Having immediate access to wide ranging resources of data can help speed the COVID-19 vaccine development process
COVID-19 is a novel coronavirus, and the big unique challenge is not only is it a novel pathogen in humans, but many of the technologies being pursued for treatment are relatively novel, as well. No RNA vaccines have yet been approved by the FDA, so while vaccine developers are moving as quickly as possible, the process still must be very thorough. A lot of information is being published online through research studies, drugs and vaccines across stages of development, business events and clinical trials and everyone has their eye on the proverbial finish line.
In the first week of March, more than 500 research papers were published as opposed to 200 for the whole month of February. According to Signals Analytics, this comes on top of more than 151 drugs that are being developed, 376 clinical trials started since January, 458 business events since December and 2670 research papers also published since January and puts into perspective the volume of information that is being disseminated. Within these papers, media articles, business events and drug developments are powerful trends that can serve to mitigate the risks and shorten the timeline to developing a COVID-19 vaccine. The challenge is that the most valuable insights are found by harmonizing and connecting all the disparate sources. Managing this by human labor alone will not make a dent in the critical timeline that is required right now.
This is where advanced analytics comes in.
Connecting a wide range of sources including clinical trials, research papers, business events, announcements, media coverage, drug developments and more, leading advanced analytics platforms will leverage patented Natural Language Processing (NLP) techniques and curated taxonomies to extract context and generate insights. These are typically presented in a range of dashboards. In the case of COVID-19 and vaccine development, heads of research, development, and innovation as well as leaders responsible for growth, business development, mergers and acquisitions will look to these dashboards to address many important business questions such as: what are the leading and emerging targets being analyzed for COVID-1, which are the leading and emerging drugs and vaccines that are being researched and tested, which drugs are being repurposed to treat COVID-19, and which entities are leading and emerging for COVID-19 testing and treatment?
Having immediate access to these answers as well as to the sources of data helps to speed up the vaccine and drug development process, guiding companies where to put investments, and find potential licensing and partnership opportunities.
Proven to cut time to insight
Many life sciences organizations continue to manually integrate multiple data types and sources in order to keep track of potential opportunities, but most end up with losing propositions. They are not alone. Many enterprises report shortfalls with their data management strategy including difficulties in accessing accurate, relevant and timely data, coupled with the fact that translating it among teams is nearly impossible. With the deluge of information continuing to stream in, especially around COVID-19, the problem gets more and more challenging. Applying advanced analytics has been proven to cut time to insight by more than half while yielding more targeted engagements with high-priority targets. This leads to optimized search and evaluation processes, and more efficient benchmarking and prioritization of inbound partnership offers.
Early insights on COVID-19 vaccine development
As relates to COVID-19, using advanced analytics, researchers have been able to uncover some critical information already:
- Synthetic mRNA, which we have seen in the Moderna trial, has gone to clinic in record time. So far, FDA has yet to approve an mRNA vaccine so this is definitely going to be a trend that will have an impact on the Vaccine market beyond the current pandemic.

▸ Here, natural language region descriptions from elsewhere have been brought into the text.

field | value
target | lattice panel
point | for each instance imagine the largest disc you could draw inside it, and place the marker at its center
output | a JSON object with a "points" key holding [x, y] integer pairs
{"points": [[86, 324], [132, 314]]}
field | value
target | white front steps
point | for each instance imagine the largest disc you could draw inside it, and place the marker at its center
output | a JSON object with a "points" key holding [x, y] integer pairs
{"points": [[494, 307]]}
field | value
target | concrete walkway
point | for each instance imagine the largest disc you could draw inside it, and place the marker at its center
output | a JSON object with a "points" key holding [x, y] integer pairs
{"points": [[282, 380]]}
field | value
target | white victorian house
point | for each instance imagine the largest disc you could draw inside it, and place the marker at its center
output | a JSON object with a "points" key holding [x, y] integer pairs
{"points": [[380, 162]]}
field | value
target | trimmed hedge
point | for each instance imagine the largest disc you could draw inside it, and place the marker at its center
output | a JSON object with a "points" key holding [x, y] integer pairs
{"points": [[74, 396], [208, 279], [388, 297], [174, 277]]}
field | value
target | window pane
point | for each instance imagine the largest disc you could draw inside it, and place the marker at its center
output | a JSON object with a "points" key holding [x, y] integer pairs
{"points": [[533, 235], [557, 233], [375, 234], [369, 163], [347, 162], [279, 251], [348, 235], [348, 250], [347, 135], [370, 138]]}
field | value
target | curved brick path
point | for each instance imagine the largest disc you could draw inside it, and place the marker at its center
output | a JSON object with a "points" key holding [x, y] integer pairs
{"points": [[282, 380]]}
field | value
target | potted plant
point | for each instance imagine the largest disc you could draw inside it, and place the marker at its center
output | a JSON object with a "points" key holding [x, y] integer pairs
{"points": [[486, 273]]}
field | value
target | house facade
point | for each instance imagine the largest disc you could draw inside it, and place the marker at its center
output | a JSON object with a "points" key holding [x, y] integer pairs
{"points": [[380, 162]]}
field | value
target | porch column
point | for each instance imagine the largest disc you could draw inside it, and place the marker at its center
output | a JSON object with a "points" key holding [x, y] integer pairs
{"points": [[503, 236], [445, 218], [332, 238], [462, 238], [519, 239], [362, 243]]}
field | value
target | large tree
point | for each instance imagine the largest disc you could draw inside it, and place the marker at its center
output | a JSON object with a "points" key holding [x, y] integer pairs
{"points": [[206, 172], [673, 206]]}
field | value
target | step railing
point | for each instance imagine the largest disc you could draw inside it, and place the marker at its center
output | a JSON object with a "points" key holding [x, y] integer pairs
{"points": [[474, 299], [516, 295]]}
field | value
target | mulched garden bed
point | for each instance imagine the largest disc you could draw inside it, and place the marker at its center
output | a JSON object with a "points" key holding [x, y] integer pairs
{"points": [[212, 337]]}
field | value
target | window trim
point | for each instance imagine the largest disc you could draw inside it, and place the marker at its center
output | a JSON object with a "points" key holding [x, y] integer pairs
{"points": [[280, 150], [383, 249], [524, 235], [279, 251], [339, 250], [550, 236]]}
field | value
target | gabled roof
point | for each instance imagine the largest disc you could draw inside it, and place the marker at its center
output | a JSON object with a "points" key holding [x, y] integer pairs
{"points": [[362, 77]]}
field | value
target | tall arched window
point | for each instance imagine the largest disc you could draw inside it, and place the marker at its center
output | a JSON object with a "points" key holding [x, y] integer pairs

- Virus like particles, led by companies such as Medicago, has seen a vaccine candidate in under a month and if successful, will have to ability to scale up without much delay.
- Another synthetic solution is DNA vaccines, such as the vaccine candidate INO-4800 from Inovio. The company mentioned it expects to start clinical trials in the U.S. with 30 participants in April (also plans to conduct trials in China and South Korea).
Companies today are spending enormous sums and allocating armies of data analysts to collect and harmonize both internal and external data sets, yet continue to face challenges in accessing accurate data, linking it across departments, gaining insights in a timely manner and tying them to critical business outcomes. When it comes to vaccine development, advanced analytics can replace these manual or siloed processes and provide the biggest bang for the buck in terms of improving efficiencies and generating cost-savings and faster time to insight. Given the situation we are in, every minute counts. Technology is here to surface the clues that will identify the most promising vaccines and effective treatments.